To quote Yusuke Shinyama, developer of PDFMiner, "PDF is evil." This is true, because unlike a Microsoft Word document or HTML file, there is no preserved data structure in a PDF. Rather, PDF contents typically only contain instructions that say where to position certain items on a page. This means PDF data is best extracted by preserving some type of layout that matches the original document, as there is no other hierarchical structure to extract the information you need.
For this project, I used Xpdf to preserve the document layout while converting grants PDFs from the Andrew W. Mellon Foundation into text files, before running the pdftocsv.py script and generating csvs for each year of grants in the output folder. I then used the read_csvs.py script to combine all of the csvs into one csv file--merged.csv--for import into our MySQL database. But because my script didn't capture every irregularity, I went through and manually cleaned the data as well. Modifications are in merged_work.csv in the university_match directory.
##Contents include:
(1) pdftocsv.py: script that parses grants data into readable csv files, ready for analysis.
(2) read_csvs.py: script that combines multiple csvs into one csv file.
(3) match.py: script that generates a unique list of institutions and matches universities to university type using a name based association.
(4) unmatched_uni.py: script that pulled universities from the unmatched.csv that were not assigned a university type in match.py.
(5) append_matches.py: script that appended university type of matches.csv and unmatched_schools_matched.csv to a new master file-- new_merged_file.csv.
(6) [match_ipeds.py](PUT LINK HERE): needs to be updated.
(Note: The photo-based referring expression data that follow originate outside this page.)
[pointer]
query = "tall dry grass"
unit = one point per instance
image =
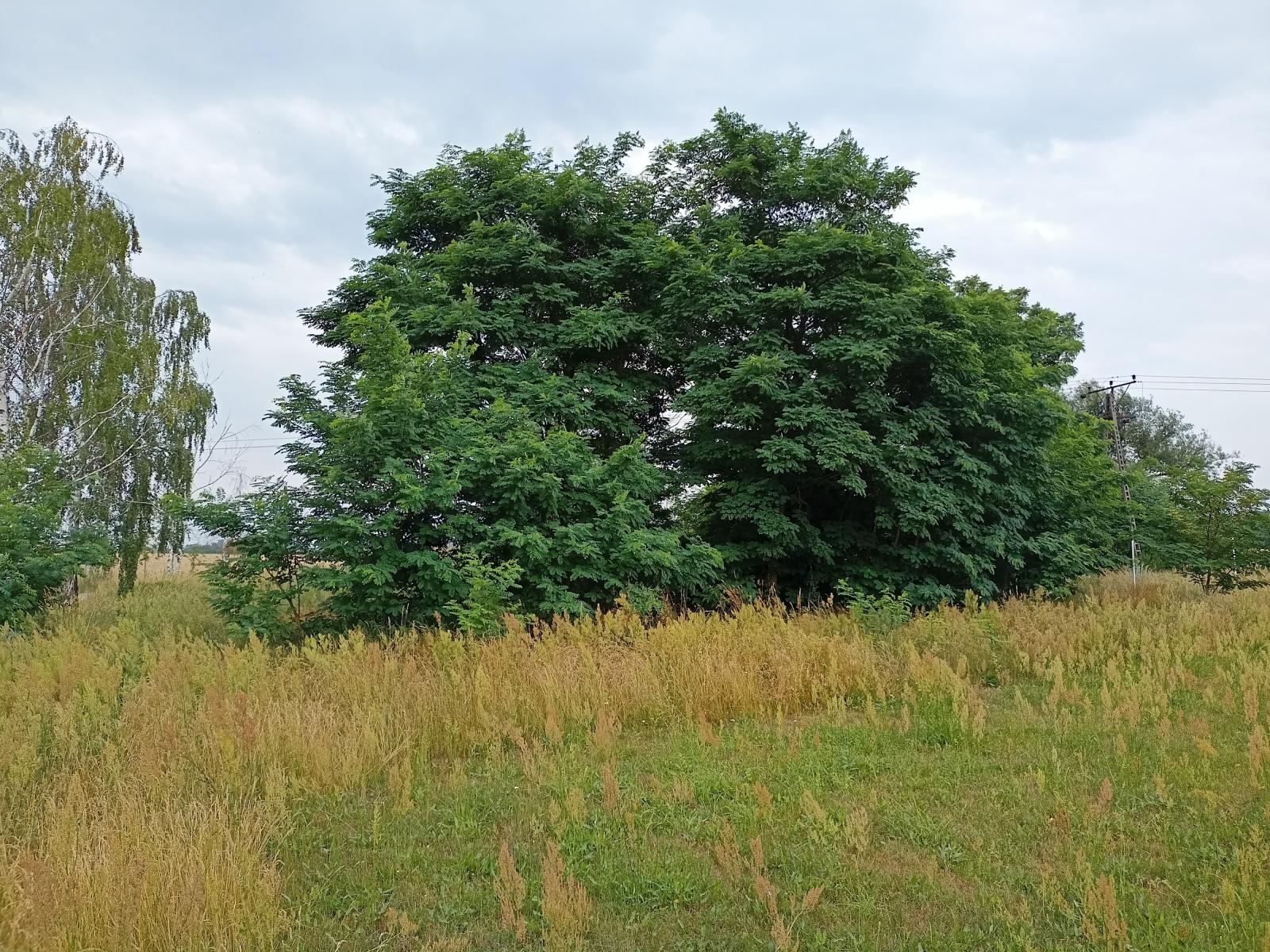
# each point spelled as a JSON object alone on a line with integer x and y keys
{"x": 137, "y": 752}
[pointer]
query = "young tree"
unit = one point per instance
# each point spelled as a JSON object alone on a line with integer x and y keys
{"x": 1222, "y": 524}
{"x": 1156, "y": 436}
{"x": 95, "y": 365}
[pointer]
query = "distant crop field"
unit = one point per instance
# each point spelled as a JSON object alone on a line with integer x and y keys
{"x": 1029, "y": 776}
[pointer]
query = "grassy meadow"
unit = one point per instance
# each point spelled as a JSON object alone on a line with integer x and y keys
{"x": 1029, "y": 776}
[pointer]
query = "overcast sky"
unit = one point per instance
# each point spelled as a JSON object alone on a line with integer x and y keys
{"x": 1111, "y": 156}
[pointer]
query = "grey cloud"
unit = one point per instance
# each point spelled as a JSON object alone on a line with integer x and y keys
{"x": 1113, "y": 156}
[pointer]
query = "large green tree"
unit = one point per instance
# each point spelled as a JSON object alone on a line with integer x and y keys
{"x": 419, "y": 479}
{"x": 95, "y": 365}
{"x": 554, "y": 262}
{"x": 851, "y": 412}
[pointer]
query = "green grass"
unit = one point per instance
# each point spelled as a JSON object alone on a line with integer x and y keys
{"x": 968, "y": 847}
{"x": 995, "y": 799}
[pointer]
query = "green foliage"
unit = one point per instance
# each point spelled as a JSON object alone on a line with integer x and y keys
{"x": 554, "y": 263}
{"x": 878, "y": 615}
{"x": 573, "y": 384}
{"x": 489, "y": 597}
{"x": 38, "y": 555}
{"x": 95, "y": 363}
{"x": 1222, "y": 526}
{"x": 262, "y": 588}
{"x": 421, "y": 486}
{"x": 852, "y": 413}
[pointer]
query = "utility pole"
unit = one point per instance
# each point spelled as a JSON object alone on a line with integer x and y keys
{"x": 4, "y": 404}
{"x": 1119, "y": 455}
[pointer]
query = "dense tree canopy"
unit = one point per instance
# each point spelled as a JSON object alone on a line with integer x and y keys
{"x": 852, "y": 413}
{"x": 602, "y": 382}
{"x": 97, "y": 366}
{"x": 419, "y": 480}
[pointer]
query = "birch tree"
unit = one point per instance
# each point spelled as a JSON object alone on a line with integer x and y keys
{"x": 97, "y": 365}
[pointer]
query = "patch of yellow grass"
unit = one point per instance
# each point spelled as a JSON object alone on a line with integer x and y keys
{"x": 144, "y": 755}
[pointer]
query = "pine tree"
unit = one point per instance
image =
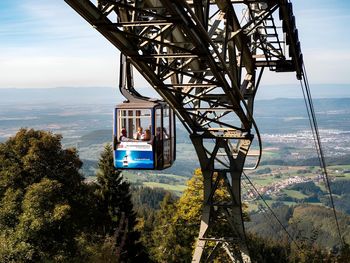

##With no unique id, use SequenceMatcher to join datasets
Once the Mellon grants data was broken free from its PDF format, it was time to analyze what types of universities were grant recipients. Only one problem--no unique id for institutions--which means I needed to perform matches based on an institution's name in order to determine if it was a private, public or ivy league university. Luckily, there was Python's excellent SequenceMatcher to help.
I should have first used SequenceMatcher to match universities with their respective IPEDS unit ids. Instead, I used lists of private, public, ivy and for-profit institutions for matching and later ran another script--match_ipeds.py--to assign universities their respective IPEDS unit ids so I could perform more nuanced analyses--i.e. how many grants went to elite private institutions.
With match.py, I generated a unique list of institutions and using a similiarity index of 0.8 as a threshold, I devised a program that using named based associations let me assign university types to my master list of institutions. This generated two types of output--matches.csv in the matches folder and unmatched.csv in the unmatched folder.
But because SequenceMatcher uses similiar characters to assign matches and as result, couldn't capture every match because of spelling discrepancies, I wrote a separate script--unmatched_uni.py--in the unmatched folder to capture those institutions that were obviously universities but were not assigned in our initial match.py script. It's output is unmatched_schools.csv. I manually assigned their university type in unmatched_schools_matched.csv
From there, I appended the university type of matches.csv and unmatched_schools_matched.csv with append_matches.py to the master file--merged_work.csv--as a new file, new_merged_file.csv.